Dimulai dari seseorang yang tidak pernah peduli akan
pendapat orang lain, saya datang dengan begitu banyak pemikiran di kepala saya,
tidak takut akan judgment, that’s always
been me. Wild, free, and emotional, it’s always been me. I cry, I yell, I
swear, but at the end of the day I paint, I write, I draw.
This has always been my issue, my social skill, tapi saya
tidak pernah menyangka isu ini akan memberikan efek yang begitu besar untuk
saya. Mungkin karena pekerjaan, ya mungkin karena itu. Pekerjaan saya menuntut
saya untuk mempunyai skil sosial yang tinggi. Setiap hari bertemu dengan orang
baru, bekerja dengan orang baru, belajar dengan orang baru. My job changed me in a way that I never
thought possible. I begin to talk, I begin to listen, and what surprised me the
most, I begin to care.
Saya tidak pernah mengira saya mengenal rasa takut, saya
tidak pernah mengira saya bisa peduli akan pendapat orang. Ada baiknya bahwa
saya akhirnya bisa merasa, saya bisa komunikasi dengan baik dan bisa
mendengarkan orang lain.
Tapi kembali lagi setiap perubahan selalu punya sisi
negatif, saat saya mulai merasa dan mulai berkumpul dengan orang banyak, saya
kehilangan diri saya, keegoisan yang selalu menjadi identitas saya. Saya tidak
bisa berkarya maksimal. Saya butuh effort sangat besar untuk sekadar memegang
pensil, yang mana dulu saya tidak pernah bisa meletakkan pensil. Saya butuh
waktu yang lama untuk menggodok konsep karya saya di kepala, yang mana dulu
datang hanya dengan sekejap mata.
Berada bersama terlalu banyak orang akan membuat saya bias
dan mempertanyakan apa yang sebenarnya saya inginkan untuk saya, bukan yang
diinginkan orang lain untuk saya. Bersosialisasi membuat saya kadang berhenti
berpikiran diluar batas, hanya karena saya takut dinilai orang buruk.

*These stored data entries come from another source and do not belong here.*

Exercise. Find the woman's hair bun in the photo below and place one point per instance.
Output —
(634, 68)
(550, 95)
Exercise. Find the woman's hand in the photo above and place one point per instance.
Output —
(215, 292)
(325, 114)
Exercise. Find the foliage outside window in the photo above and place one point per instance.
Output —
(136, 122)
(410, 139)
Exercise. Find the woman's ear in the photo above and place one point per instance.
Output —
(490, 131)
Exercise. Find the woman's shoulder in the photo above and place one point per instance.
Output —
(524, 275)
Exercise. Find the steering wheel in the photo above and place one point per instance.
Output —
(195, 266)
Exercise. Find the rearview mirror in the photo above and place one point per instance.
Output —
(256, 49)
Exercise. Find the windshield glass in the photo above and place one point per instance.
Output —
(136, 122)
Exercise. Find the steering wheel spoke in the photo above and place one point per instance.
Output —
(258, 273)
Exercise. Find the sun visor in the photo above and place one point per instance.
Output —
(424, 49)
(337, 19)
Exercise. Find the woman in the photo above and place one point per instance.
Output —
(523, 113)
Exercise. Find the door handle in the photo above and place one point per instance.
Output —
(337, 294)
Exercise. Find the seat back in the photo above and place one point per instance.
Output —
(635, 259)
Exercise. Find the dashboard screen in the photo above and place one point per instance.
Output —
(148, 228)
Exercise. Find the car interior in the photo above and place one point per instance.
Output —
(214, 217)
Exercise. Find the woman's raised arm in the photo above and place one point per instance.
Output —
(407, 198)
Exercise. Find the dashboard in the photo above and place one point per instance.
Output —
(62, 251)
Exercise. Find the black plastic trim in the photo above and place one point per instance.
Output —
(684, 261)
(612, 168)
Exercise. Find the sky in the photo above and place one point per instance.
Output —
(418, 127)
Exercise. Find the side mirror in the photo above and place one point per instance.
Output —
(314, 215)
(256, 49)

Mungkin konteks bersosialisasi yang saya bicarakan ini
berbeda dengan bersosialisi dengan teman dekat, sahabat dan mereka yang
menerima saya apa adanya. Mempunyai jaringan sosial sangat amat penting untuk
hidup dan bertahan hidup ditengah derasnya arus metropolitan. Dengan mengenal
banyak orang, kita mampu keluar masuk dan ditolong dalam situasi apapun. Tetapi
kembali lagi, kalau kita harus berubah dan berhenti berkarya karena dunia sosial
yang begitu jahat, is it really worth it?